— Et tu es sûre que tu ne l'as jamais vue ? Même en photo ?
me demande Christina.
Sa jambe blessée est posée sur un oreiller. Elle a reçu une balle lors du coup de force qui nous a permis de diffuser publiquement la vidéo d'Edith Prior. Nous n'avions pas la moindre idée de ce qu'elle contenait, ni qu'elle allait saper les fondations sur lesquelles reposaient nos vies, à savoir les factions, nos identités.
— C'est peut-être une de tes grand-mères ? Une tante ? Un truc comme ça ?
— Puisque je te dis que non, répliqué-je. Prior est – était – le nom de mon père ; elle serait forcément de sa famille. Mais à ma connaissance, c'était tous des Érudits. Et Edith est un prénom altruiste. Alors...
— Alors ça doit être plus ancien que ça, suggère Cara.
À cet instant, c'est fou ce qu'elle ressemble à son frère. Will, mon ami. Celui que j'ai tué. Puis elle se redresse et le fantôme de Will s'évanouit.
— Il faut sûrement remonter à plusieurs générations. Ce serait une de tes ancêtres, quoi.
« Ancêtre ». Le mot m'évoque quelque chose de décrépit, comme de la brique qui s'effrite. Je pose ma main sur le mur de la cellule. Il est froid.
Mon ancêtre... Et voilà l'héritage qu'elle m'a transmis : la liberté de vivre en dehors des factions. La découverte que mon identité de Divergente est plus importante que je n'aurais jamais pu l'imaginer. Le fait même que j'existe est un signal.
Nous devons quitter cette ville et aller offrir notre aide à ceux qui vivent à l'extérieur.
— Je veux savoir, reprend Cara en se passant la main sur le
visage. J'ai besoin de savoir depuis combien de temps on est là ! Tu peux arrêter de tourner en rond une minute ?
Je m'immobilise au milieu de la cellule et je la regarde, un
peu surprise par le ton de sa voix.
— Excuse-moi, marmonne-t-elle.
— C'est bon, intervient Christina. Je ne sais pas depuis quand on est enfermées ici, mais ça fait bien trop longtemps.
Il s'est écoulé plusieurs jours depuis qu'Evelyn a maîtrisé le chaos qui régnait dans le hall du siège des Érudits et fait enfermer tous les prisonniers dans des cellules au deuxième étage.
Une sans-faction est venue soigner nos blessures et nous distribuer des antalgiques, et on s'est nourries et douchées plusieurs fois. Mais j'ai eu beau questionner nos gardiens, impossible de savoir ce qui se passe dehors.

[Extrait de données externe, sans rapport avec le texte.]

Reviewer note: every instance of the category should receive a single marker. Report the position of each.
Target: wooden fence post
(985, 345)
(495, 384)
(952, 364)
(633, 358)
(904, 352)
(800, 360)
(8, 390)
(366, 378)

— J'étais sûre que Tobias viendrait me voir, dis-je en m'asseyant au bord de mon lit. Qu'est-ce qu'il fabrique ?
— Peut-être qu'il t'en veut encore de lui avoir menti et d'avoir coopéré avec son père, suggère Cara.
Je la foudroie du regard.
— Quatre n'est pas aussi mesquin, objecte Christina, soit pour la remettre à sa place, soit pour me rassurer. Il doit se passer un truc qui l'empêche de venir. Il t'a bien dit de lui faire confiance, non ?
Dans la confusion, alors que tout le monde criait et que les sans-faction essayaient de nous pousser vers les escaliers, je me suis agrippée à lui pour que nous ne soyons pas séparés. Il m'a simplement dit : « Fais-moi confiance. Fais ce qu'ils te disent. »
— J'essaie, assuré-je à Christina.
Et c'est vrai. Mais chaque nerf, chaque fi bre de mon être
réclame de sortir non seulement de cette cellule, mais de la
prison que représente la ville qui l'entoure.
J'ai besoin de savoir ce qu'il y a de l'autre côté de la Clôture.